Pensjonaty we Wrocławiu

jak bezalkoholowe to lipa.
Zairka   "Jeżeli jest Ci pisany to będzie Twój..."
08 lipca 2011 07:55
oficjalnie bez 😉 zapraszamy!!! Sama sie pezkonasz? :kwiatek:
NISSE   Ostroznie z marzeniami, bo jeszcze się spełnią...
08 lipca 2011 14:42
Szukam pensjonatu we Wrocławiu i okolicach( najchętniej północny-wschód, choć rozważę też inne propozycje)
Nie potrzebuję hali, ani innych luksusów. Zależy mi na pastwiskach, codziennym sprzątaniu boksów i dobrym karmieniu( siano do woli). Najchętniej mała kameralna stajnia 🙂
Zapraszam do Mirkowa, Zaraz za Wrocławiem kierunek na warszawę. 😀
Zaktualizauje informację na temat stajni w Rędzinie, na ulicy wędkarzy, o którcyh czytałam wcześniej na forum...Byłam wczoraj oglądać, pytać o warunki...niestety nic już tam nie ma i pewnie nie będzie, bo Pan prowadzący stajnię zmarł 2 tygodnie temu... [*] 🙁
Łaciata   Forever in my heart ♥
10 lipca 2011 14:33
BARBARKA - chodzi Ci o stajnie Franka na maślicach ?
konkretnie to zmarł ojciec prowadzącego stajnię, co nie zmienia faktu że właściwie on sie wszystkim zajmował.
Łaciata   Forever in my heart ♥
10 lipca 2011 19:08
Aha, czyli to nie ta stajnia, o którą wyżej pytałam.
Łaciata nie, ta o której piszemy znajdowała się w Rędzinie (za osobowicami)
hej, Interesuje mnie jazda konna w okolicy Oleśnicy...
Droga aspiw, proszę odp czy w Mirkowie jest tylko pensjonat czy prowadza tez jazdy?

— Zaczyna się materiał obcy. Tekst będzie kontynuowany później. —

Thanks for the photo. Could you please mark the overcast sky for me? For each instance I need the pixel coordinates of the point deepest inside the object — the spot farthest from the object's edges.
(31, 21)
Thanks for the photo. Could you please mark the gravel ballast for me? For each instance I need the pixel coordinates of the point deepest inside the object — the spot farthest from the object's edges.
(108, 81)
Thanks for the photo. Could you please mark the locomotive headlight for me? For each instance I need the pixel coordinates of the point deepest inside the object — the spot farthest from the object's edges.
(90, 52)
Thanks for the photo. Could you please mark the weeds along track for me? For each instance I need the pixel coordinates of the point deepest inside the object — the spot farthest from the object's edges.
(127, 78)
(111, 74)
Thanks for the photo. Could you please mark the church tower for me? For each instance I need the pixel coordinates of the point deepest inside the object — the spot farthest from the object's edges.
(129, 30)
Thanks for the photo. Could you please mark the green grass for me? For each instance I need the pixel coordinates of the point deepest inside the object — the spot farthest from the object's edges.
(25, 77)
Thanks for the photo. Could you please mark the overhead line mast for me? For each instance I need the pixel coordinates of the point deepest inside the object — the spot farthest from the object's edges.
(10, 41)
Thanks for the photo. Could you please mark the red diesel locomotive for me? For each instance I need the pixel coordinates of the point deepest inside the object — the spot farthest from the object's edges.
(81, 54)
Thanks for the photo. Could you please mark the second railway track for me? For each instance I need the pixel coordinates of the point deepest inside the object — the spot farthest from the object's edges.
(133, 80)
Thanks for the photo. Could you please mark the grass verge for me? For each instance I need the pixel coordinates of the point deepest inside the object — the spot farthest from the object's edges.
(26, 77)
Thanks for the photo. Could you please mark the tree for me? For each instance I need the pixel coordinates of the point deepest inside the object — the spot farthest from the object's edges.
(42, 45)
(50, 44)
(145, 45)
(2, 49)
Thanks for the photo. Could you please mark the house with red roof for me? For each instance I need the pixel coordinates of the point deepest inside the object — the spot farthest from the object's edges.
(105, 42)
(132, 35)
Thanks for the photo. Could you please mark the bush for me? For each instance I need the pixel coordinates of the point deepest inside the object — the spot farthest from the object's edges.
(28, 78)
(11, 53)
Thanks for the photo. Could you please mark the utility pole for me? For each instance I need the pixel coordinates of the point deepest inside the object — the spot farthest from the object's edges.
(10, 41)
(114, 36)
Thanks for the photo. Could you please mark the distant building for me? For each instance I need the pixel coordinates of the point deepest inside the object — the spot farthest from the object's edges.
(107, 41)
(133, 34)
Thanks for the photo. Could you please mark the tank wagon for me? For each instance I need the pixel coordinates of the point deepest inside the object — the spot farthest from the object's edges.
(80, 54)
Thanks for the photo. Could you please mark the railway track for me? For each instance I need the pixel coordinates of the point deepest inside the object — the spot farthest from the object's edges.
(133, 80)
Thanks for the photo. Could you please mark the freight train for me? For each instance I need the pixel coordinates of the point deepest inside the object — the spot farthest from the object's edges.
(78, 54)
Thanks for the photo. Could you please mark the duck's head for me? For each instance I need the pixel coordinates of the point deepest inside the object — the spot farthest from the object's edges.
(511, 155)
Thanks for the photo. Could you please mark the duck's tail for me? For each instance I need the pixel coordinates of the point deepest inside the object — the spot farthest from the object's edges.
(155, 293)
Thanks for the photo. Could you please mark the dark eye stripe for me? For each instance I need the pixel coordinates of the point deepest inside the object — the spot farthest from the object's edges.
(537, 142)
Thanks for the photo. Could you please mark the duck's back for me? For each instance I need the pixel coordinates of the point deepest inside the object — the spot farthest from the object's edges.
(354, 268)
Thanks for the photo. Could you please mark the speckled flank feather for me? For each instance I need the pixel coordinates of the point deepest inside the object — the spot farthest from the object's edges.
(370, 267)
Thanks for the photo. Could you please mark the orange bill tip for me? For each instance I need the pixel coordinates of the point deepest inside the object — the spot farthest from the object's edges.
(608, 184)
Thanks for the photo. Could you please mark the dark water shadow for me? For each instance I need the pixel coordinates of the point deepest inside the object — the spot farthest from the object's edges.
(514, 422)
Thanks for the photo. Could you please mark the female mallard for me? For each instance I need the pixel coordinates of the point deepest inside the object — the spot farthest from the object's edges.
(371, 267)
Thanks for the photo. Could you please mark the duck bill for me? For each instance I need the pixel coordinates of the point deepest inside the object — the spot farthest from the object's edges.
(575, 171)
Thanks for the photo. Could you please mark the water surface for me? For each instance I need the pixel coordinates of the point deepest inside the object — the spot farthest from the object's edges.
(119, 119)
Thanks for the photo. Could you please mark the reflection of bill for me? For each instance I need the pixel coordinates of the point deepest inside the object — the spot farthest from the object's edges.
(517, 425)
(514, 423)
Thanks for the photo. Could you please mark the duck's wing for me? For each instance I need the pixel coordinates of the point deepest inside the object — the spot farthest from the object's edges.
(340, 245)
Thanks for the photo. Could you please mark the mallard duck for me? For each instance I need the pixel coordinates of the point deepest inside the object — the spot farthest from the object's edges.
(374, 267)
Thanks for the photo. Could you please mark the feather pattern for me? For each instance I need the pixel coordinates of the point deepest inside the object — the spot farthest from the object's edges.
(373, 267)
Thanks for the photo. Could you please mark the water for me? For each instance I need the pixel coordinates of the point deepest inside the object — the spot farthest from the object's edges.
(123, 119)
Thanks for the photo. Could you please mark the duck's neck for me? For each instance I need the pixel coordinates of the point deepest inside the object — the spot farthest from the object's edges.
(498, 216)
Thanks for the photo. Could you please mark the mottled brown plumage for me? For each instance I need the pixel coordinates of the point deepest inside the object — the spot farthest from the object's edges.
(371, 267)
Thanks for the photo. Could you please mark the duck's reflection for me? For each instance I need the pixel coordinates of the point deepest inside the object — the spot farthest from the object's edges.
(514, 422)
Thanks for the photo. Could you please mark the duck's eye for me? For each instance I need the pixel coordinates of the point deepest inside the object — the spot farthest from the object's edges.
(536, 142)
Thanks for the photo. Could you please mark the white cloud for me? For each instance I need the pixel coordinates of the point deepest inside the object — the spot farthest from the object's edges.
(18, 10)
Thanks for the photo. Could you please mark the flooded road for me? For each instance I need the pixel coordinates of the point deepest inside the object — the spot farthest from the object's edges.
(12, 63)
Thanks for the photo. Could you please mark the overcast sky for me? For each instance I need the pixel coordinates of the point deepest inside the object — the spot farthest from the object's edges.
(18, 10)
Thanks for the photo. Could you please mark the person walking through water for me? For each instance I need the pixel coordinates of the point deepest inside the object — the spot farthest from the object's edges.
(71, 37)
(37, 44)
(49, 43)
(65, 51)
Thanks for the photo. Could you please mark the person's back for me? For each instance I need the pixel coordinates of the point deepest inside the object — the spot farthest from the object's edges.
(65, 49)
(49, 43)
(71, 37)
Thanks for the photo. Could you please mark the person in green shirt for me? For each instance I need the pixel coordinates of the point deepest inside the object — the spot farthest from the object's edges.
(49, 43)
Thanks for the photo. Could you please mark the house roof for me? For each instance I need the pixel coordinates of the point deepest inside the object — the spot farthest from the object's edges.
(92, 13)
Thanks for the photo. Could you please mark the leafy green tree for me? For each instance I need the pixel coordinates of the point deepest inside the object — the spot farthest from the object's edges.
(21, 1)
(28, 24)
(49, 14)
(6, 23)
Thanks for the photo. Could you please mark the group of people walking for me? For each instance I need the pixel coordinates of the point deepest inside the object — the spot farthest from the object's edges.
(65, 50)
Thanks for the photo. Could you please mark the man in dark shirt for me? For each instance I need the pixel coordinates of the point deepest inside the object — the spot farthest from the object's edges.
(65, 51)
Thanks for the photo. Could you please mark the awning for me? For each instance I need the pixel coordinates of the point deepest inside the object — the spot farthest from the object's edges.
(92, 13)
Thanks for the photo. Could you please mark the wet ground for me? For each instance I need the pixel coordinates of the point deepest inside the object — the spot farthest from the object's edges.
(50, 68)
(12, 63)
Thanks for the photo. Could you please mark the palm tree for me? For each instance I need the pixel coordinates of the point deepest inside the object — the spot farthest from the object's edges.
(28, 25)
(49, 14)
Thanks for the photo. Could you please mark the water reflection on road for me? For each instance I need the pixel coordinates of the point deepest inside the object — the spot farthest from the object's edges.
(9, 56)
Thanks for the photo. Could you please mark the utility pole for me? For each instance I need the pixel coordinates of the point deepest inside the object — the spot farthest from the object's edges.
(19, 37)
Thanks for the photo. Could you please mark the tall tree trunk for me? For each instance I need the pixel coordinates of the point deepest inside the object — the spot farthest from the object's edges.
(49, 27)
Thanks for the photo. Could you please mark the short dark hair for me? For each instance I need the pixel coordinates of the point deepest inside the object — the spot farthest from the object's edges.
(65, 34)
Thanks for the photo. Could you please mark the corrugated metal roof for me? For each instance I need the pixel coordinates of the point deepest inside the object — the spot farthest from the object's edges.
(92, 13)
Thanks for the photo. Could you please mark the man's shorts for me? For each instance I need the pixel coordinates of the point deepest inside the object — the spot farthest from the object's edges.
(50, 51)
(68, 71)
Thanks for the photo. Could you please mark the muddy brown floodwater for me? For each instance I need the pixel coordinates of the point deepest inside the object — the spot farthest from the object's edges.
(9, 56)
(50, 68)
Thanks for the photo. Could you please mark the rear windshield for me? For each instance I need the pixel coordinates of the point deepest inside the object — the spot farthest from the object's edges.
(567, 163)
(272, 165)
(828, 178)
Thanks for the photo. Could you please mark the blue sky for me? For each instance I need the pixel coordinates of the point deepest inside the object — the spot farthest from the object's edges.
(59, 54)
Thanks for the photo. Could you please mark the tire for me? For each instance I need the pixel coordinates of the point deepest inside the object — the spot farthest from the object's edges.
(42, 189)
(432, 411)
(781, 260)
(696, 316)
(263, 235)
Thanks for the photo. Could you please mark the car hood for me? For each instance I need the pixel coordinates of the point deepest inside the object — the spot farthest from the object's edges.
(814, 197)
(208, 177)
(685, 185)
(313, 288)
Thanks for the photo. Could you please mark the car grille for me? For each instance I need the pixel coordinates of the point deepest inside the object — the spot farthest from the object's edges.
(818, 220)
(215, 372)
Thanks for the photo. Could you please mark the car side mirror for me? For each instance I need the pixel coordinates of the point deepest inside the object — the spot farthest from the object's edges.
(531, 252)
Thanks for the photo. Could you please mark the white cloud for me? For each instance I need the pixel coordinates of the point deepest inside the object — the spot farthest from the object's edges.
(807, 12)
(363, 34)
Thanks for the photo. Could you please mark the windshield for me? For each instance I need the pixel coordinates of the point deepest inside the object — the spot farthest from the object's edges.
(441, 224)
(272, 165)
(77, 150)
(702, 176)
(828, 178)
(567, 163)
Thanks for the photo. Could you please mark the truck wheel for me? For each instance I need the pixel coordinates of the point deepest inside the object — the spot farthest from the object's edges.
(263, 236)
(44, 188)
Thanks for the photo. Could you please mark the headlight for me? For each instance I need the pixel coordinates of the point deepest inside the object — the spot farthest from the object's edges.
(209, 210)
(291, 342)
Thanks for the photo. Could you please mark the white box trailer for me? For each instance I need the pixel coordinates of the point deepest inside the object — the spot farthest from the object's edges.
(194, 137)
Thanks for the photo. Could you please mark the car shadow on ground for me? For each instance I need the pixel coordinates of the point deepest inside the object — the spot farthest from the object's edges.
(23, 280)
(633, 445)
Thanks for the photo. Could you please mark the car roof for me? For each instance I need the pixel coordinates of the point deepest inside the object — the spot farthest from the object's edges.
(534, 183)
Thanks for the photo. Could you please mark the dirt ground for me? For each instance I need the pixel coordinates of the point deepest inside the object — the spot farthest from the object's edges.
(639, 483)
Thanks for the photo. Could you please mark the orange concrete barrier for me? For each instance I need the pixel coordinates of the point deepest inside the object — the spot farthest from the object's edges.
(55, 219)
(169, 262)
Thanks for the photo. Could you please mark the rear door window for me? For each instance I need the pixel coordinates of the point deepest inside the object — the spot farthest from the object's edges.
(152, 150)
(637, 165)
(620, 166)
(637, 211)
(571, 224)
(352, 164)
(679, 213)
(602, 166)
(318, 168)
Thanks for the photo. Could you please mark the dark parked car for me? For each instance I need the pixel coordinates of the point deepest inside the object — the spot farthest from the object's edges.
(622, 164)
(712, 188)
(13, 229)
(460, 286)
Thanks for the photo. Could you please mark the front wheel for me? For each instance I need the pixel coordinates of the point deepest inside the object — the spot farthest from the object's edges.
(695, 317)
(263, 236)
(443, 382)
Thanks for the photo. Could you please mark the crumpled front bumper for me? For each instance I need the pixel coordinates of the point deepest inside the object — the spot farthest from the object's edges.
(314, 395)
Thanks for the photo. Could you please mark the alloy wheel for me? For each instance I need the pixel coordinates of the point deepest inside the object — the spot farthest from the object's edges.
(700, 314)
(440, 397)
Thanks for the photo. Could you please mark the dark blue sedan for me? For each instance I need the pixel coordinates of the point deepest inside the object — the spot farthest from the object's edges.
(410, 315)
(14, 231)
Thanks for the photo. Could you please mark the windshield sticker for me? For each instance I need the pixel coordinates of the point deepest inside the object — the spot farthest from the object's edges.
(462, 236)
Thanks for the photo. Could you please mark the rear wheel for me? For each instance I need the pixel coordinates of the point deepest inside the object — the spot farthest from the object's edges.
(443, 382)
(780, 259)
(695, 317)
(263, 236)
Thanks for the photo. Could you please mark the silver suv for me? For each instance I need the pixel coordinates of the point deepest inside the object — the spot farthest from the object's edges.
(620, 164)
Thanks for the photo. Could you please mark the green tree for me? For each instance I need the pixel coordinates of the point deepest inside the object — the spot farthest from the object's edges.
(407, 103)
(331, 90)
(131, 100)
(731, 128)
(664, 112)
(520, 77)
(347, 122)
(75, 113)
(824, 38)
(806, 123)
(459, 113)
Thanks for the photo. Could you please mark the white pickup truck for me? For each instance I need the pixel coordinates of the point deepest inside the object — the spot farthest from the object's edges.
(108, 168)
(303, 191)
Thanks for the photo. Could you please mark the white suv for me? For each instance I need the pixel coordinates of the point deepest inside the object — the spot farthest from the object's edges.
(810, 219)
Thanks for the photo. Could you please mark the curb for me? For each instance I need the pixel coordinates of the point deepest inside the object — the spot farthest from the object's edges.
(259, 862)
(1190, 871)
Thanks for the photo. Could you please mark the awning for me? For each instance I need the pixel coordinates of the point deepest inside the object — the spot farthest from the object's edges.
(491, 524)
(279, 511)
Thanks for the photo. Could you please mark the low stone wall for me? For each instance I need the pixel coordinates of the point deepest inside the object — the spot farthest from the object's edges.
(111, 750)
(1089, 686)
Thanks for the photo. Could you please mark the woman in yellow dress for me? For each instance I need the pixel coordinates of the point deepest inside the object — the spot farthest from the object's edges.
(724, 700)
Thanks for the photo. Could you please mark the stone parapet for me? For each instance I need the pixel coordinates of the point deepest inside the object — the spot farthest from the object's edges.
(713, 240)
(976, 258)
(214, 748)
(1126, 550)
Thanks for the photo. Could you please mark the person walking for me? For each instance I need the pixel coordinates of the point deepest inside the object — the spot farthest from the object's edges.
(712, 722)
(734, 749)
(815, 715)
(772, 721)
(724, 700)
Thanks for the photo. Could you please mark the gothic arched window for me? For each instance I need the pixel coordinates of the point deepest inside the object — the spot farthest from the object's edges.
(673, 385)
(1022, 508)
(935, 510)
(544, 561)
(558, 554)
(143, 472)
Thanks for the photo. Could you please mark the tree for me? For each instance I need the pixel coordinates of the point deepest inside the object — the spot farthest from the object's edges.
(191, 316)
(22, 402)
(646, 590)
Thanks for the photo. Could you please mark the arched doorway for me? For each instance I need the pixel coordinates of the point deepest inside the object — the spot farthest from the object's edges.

dalej szukam dla siebie miejsca...koniki znajdę w Kątnej,  Kiełczowie, Ramiszowie, Borowie? polecacie coś jeszcze  wokolicach Oleśnicy? Będę bardzo wdzięczna za odp😉)
😀Olesniczanka,
W Mirkowie niema rekreacji. Czasem własciciel udostpnia swojego konia, ale to jest bardzo rzadko.
Jeśli mieszkasz w Oleśnicy to polecam Ci z czystym sumieniem Smardzów. 😀
Olesniczanka, dokladnie, do smardzowa masz bliziutko i sa tam fajne rekreacyjne konie. nie zmeczone i nie chude, zadbane i niezalupione.
Hej. Rozglądam się za pensjonatem jak najbliżej wro (od października koń miałby stanąć), dziewczyny z rv poleciły mi Smolec i Ozorowice, stajnie bardzo fajne,no może poza podłożem w Smolcu, chociaż powiedziano mi ze to się na pewno w sezonie zmieni. Jednak w stajniach raczej krucho z wolnymi miejscami. Jedyne wolne miejsce w sensownej stani znalazłam w Krzyżanowicach. I teraz moje pytanie: czy ktos moze polecic tą stajnię? Tak na pierwszy rzut oka wyglada fajnie: bliziutko, konie puszczane na spore łąki, boksy duże i w miarę czysto, podłoże ujdzie. Jest cos nie tak czego nie zauwazyłam przy wizycie?
podloze na hali ujdzie?
Strzała, jak dla mnie nie zauważyłaś paru rzeczy, ale zauważyć ich nie mogłaś

1. marne dawanie jedzenia - po pierwsze może i dadzą pasze jak każesz (ale raczej owies, ze swoimi paszami uważaj, mogą znikać) ale siano w mikro ilościach, i możesz mędzić, smędzić, ale to nic nie da - jak będziesz przy tym to dadzą więcej a potem na śniadanie dostanie mikro dawkę. Mój koń w 3 miesiące zmienił się tam z całkiem ładnie wyglądającego w szkielet. Odpasanie zajęło mi pół roku.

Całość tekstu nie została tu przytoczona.